ROS2: Security tools for development and production

Hi all, my team at Amazon is looking for your input on security tools!

Summary

Developers looking to secure their robots and actively develop new nodes will have to manually create keys and policies, as well as debug their node connectivity should security not be set up properly. Conversion from an unsecure DDS to secure DDS may also have a performance impact, therefore developers will need to test and develop with security enabled for production.

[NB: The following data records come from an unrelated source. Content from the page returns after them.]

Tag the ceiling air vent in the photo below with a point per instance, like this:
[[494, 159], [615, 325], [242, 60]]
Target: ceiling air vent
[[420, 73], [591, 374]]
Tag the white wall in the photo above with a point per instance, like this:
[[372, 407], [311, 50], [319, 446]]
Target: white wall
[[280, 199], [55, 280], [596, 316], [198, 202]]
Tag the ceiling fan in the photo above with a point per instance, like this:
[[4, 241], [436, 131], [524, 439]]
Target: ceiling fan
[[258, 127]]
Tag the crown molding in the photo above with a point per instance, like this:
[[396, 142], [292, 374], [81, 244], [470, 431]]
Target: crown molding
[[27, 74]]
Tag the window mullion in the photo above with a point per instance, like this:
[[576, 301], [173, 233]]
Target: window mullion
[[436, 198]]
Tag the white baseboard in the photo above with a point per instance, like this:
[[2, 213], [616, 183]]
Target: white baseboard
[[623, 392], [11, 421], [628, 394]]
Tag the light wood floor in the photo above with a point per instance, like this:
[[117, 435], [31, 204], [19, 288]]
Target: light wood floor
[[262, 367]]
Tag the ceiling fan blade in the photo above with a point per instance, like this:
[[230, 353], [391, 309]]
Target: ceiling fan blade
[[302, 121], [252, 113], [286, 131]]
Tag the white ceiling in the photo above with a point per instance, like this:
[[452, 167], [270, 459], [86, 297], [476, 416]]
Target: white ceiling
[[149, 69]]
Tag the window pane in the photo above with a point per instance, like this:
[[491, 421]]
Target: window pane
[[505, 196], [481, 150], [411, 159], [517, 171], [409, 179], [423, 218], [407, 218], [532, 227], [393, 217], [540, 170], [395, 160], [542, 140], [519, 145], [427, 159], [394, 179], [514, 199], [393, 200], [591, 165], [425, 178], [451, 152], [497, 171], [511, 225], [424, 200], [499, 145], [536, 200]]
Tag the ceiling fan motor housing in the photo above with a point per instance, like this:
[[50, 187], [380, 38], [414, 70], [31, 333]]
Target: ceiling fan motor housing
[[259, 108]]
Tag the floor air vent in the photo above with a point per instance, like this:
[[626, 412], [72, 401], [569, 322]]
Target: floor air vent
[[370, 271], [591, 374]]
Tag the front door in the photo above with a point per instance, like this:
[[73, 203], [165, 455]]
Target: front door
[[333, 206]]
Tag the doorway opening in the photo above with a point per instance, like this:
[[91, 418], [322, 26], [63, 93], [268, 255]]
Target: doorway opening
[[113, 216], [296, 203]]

SROS2 has done an excellent job creating their own wrappers to demonstrate the security capabilities of FastRTPS and RTI Connext. With this in mind, we want to bring forth three tools to make security quicker and less error prone for developers.

Manual Key Generation

Developers need to manually run generate keystore, then generate key for each of their nodes.
This is error prone for developers since we often use docker containers, different machines, direct development on the robot, and all the amazing ways we like to create robots.
Solution: cmake build macro
We would like to present a cmake macro for generating the key and keystores during build time. Our macro uses SROS2 on the back end, but the macro definition should stay the same should a team want to define their own security generator. This enables each developer to have the expected authentication without having extra steps at run time. The ROS security environmental variables will still need to be set outside the macro.
ros2_secure_node
# NODES (macro multi-arg) takes the node names for which keys will be generated
# SECURE (cmake arg) if not define or OFF, will not generate key/keystores
# SECURITY_DIR (cmake arg) if defined will be the location of the keystore (it will be created if it does not exist). A message will be generated to a default location should SECURITY_DIR not be defined
# SECURITY_KEYSTORE (cmake arg) if defined will be the name of the keystore (it will be generated if it does not exist)
# POLICY_DIR (cmake arg) if defined, will compile policies by node name into the access private certificates (e.g POLICY_DIR=/etc/policies, Generate: <node_name> /etc/policies/<node_name.yaml>)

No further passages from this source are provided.